La labor de Agustín se extendió mucho más allá de su pequeña diócesis. Era la cabeza intelectual del norte de África y de toda la iglesia occidental de su tiempo. Se interesó activamente en todas las cuestiones teológicas y eclesiásticas. Fue el campeón de la doctrina ortodoxa contra Manichæan, Donatista y Pelagian. En él se concentró todo el poder polémico de la iglesia católica de la época contra la herejía y el cisma; y en él obtuvo la victoria sobre ellos.

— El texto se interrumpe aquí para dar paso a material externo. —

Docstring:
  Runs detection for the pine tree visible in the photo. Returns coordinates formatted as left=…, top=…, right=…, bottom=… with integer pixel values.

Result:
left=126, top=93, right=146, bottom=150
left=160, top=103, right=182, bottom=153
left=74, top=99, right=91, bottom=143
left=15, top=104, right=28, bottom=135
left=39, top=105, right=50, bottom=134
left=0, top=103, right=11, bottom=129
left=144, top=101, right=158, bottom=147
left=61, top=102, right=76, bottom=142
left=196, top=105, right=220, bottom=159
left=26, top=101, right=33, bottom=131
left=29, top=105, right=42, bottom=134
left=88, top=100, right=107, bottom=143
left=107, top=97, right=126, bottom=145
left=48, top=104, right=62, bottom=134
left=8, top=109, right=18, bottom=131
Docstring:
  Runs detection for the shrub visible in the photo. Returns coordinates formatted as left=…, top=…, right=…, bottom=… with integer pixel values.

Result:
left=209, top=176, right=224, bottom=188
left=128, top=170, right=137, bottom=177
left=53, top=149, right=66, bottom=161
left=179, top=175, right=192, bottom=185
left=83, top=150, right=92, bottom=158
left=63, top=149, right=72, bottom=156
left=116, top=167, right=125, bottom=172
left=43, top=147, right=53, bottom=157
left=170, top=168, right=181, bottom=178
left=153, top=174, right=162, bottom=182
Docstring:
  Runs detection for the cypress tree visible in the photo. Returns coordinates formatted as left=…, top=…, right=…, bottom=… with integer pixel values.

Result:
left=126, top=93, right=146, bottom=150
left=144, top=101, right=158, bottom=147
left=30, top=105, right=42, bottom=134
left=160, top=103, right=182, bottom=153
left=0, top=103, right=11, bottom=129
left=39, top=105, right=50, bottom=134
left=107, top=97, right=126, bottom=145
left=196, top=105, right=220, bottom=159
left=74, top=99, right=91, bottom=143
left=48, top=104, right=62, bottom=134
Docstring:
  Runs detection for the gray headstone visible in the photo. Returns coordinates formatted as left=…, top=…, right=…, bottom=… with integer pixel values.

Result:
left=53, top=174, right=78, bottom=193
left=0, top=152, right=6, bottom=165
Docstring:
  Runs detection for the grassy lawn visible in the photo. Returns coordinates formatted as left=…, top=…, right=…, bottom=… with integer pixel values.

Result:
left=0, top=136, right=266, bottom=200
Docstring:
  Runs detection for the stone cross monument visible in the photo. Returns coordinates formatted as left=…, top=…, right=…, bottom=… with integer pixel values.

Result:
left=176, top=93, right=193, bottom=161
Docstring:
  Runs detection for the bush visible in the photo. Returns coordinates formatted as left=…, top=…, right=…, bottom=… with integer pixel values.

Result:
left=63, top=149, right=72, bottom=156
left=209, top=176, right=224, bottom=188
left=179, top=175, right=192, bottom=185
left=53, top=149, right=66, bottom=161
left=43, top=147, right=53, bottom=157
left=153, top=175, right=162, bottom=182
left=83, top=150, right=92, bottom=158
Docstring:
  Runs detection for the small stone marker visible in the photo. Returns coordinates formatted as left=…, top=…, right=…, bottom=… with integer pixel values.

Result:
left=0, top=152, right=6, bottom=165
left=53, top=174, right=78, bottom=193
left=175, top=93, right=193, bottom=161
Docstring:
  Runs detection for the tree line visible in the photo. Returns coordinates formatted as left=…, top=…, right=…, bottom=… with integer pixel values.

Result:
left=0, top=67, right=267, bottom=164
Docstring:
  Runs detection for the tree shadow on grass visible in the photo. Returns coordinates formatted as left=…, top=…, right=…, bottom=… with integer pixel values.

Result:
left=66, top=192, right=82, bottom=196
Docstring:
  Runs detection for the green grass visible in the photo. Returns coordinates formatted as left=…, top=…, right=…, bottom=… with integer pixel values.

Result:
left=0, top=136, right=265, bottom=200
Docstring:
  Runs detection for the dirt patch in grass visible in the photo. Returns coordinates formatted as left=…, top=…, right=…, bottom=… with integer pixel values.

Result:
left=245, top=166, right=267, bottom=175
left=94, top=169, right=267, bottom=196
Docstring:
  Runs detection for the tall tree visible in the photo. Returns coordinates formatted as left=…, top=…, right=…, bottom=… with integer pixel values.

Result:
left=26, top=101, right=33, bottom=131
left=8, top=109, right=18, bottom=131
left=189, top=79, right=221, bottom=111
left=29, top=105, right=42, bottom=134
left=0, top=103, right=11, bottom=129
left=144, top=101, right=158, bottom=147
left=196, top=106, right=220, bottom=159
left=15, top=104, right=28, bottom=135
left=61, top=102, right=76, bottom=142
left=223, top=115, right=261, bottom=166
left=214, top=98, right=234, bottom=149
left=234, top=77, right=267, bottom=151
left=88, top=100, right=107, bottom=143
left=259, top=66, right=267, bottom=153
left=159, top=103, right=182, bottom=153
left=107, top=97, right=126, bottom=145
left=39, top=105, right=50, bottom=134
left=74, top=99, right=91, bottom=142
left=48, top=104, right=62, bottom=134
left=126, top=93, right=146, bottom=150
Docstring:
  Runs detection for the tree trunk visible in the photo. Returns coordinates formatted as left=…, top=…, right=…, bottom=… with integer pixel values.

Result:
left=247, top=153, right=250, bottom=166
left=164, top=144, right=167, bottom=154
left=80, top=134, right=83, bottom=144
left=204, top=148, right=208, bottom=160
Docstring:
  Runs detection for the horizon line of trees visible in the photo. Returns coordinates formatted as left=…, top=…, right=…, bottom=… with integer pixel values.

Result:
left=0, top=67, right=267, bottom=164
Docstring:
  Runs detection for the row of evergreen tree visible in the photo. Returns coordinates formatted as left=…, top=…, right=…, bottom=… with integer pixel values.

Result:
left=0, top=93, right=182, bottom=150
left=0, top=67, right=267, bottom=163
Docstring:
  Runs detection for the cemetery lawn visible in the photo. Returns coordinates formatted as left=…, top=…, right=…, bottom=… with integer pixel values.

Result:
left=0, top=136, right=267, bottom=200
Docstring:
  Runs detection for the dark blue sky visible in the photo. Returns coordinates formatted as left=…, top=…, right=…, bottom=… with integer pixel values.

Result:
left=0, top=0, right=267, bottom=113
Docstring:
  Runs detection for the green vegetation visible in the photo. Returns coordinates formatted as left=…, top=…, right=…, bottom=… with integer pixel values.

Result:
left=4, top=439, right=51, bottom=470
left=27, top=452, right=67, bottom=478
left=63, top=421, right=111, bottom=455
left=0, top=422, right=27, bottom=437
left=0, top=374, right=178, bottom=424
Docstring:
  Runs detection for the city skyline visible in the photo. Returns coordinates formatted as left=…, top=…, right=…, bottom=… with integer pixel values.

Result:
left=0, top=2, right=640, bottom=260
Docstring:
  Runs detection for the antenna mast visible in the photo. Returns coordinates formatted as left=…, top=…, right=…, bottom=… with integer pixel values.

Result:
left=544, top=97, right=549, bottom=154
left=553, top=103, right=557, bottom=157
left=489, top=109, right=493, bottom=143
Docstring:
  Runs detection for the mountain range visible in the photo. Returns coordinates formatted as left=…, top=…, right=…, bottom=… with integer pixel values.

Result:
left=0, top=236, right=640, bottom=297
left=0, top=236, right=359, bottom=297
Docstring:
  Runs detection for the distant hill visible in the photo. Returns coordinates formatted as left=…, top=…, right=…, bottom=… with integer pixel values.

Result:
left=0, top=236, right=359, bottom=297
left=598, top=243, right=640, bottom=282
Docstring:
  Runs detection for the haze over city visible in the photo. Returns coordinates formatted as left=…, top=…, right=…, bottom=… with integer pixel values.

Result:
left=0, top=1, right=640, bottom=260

En sus últimos años hizo una revisión crítica de sus producciones literarias, y las sometió a una minuciosa criba en sus Retractaciones. Sus últimas obras controvertidas, contra los semipelagianos, escritas con un espíritu amable, datan del mismo período. Cumplió solo con los deberes de su cargo hasta los setenta y dos años, cuando su pueblo eligió unánimemente a su amigo Heraclio como su ayudante.

La noche de su vida

La noche de su vida se vio turbada por las crecientes dolencias corporales y por la indecible miseria que los bárbaros vándalos esparcieron por su país en su victoriosa invasión, destruyendo ciudades, pueblos e iglesias, sin piedad, e incluso asediando la ciudad fortificada de Hipona.1

Sin embargo, perseveró fielmente en su trabajo. Los últimos diez días de su vida los pasó en estrecho retiro, en oraciones y lágrimas y en la lectura repetida de los Salmos penitenciales, que había hecho escribir en la pared sobre su cama, para tenerlos siempre ante sus ojos. Así, con un acto de penitencia cerró su vida. En medio de los terrores del asedio y la desesperación de su pueblo no podía sospechar la abundante semilla que había sembrado para el futuro.